🤖 AI Summary
Existing video editing methods are largely confined to predefined tasks and lack the capability to automatically generate high-quality, cinematic short videos guided by user instructions, as well as a unified evaluation benchmark. To address this gap, this work introduces CineBench—the first instruction-driven benchmark for cinematic video editing—and CineAgents, a multi-agent system that adopts a “design-synthesize” paradigm. By performing script reverse engineering to construct hierarchical narrative memory and integrating iterative narrative planning, the proposed approach generates coherent editing scripts. It effectively mitigates context collapse and temporal fragmentation, significantly outperforming existing methods in narrative coherence and logical consistency, thereby demonstrating its efficacy in generating high-quality cinematic short videos from user instructions.
📝 Abstract
The surging demand for adapting long-form cinematic content into short videos has motivated the need for versatile automatic video compilation systems. However, existing compilation methods are limited to predefined tasks, and the community lacks a comprehensive benchmark to evaluate the cinematic compilation.
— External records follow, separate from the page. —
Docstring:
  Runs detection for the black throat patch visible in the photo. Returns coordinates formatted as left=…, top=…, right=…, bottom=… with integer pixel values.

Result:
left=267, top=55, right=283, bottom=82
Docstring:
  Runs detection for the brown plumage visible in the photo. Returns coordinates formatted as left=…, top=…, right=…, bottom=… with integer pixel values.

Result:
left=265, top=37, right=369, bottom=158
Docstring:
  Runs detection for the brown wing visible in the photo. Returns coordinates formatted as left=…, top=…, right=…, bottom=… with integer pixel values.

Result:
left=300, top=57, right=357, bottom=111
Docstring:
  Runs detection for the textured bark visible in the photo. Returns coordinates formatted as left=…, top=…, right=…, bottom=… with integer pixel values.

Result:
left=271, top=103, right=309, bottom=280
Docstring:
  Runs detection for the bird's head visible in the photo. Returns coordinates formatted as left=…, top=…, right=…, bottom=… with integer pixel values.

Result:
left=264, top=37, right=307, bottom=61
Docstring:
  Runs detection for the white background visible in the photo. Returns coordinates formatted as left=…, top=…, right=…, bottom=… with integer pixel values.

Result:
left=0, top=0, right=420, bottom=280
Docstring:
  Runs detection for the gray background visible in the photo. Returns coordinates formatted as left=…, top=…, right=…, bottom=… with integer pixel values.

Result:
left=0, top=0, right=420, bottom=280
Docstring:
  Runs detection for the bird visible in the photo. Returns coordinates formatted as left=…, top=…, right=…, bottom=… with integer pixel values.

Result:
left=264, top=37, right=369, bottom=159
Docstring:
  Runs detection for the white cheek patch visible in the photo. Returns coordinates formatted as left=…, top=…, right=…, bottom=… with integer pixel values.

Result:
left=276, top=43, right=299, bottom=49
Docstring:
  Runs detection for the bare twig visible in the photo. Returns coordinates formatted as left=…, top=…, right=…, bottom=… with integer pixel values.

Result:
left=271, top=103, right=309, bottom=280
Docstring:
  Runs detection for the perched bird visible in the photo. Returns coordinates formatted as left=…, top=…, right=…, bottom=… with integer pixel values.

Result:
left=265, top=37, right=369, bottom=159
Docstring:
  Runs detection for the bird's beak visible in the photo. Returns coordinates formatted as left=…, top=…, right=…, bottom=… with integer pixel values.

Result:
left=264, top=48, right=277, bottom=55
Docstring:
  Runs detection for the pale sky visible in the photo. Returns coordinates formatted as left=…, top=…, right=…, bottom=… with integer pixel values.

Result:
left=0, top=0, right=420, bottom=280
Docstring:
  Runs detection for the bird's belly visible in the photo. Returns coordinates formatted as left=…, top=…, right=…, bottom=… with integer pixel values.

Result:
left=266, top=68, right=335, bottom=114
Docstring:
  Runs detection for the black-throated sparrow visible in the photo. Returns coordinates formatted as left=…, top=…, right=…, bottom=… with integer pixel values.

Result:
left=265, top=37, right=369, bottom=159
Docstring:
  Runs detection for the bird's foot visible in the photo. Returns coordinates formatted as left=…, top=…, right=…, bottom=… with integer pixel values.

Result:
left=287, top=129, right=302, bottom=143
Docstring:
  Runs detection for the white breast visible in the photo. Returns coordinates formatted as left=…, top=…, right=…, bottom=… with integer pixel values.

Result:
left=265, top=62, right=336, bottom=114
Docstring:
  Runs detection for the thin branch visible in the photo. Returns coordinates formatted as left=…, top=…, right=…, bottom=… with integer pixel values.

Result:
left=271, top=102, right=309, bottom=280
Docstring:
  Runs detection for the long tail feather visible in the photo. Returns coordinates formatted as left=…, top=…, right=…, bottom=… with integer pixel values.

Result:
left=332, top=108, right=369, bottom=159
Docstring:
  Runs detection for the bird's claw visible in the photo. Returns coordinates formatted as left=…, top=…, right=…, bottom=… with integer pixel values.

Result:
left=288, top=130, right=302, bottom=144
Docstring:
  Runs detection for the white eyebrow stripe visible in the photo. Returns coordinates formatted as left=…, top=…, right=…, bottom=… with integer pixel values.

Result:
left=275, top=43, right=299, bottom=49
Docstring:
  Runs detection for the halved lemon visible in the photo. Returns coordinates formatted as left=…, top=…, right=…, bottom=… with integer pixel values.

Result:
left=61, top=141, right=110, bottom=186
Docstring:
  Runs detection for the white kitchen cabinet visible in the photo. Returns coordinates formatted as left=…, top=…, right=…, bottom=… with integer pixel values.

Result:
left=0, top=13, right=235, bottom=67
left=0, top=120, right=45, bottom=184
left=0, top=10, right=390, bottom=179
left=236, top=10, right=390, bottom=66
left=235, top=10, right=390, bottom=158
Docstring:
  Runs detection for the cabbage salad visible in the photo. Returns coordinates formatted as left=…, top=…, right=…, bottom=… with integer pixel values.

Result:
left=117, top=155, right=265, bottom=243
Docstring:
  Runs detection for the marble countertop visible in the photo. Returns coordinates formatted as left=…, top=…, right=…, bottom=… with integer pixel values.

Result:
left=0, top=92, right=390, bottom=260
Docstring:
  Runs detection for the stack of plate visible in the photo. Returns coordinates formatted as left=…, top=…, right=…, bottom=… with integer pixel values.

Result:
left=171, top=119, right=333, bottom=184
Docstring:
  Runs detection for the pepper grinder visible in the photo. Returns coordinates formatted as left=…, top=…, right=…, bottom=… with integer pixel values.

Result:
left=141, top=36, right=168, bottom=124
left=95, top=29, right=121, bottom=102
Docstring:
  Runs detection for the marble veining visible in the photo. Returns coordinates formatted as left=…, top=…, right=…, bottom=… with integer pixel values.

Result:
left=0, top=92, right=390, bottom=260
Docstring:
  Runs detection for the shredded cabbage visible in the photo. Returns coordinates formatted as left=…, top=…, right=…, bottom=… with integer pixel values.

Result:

To address this, we introduce CineBench, the first benchmark for instruction-driven cinematic video compilation, featuring diverse user instructions and high-quality ground-truth compilations annotated by professional editors. To overcome contextual collapse and temporal fragmentation, we present CineAgents, a multi-agent system that reformulates cinematic video compilation into ``design-and-compose'' paradigm. CineAgents performs script reverse-engineering to construct a hierarchical narrative memory to provide multi-level context and employs an iterative narrative planning process that refines a creative blueprint into a final compiled script. Extensive experiments demonstrate that CineAgents significantly outperforms existing methods, generating compilations with superior narrative coherence and logical coherence.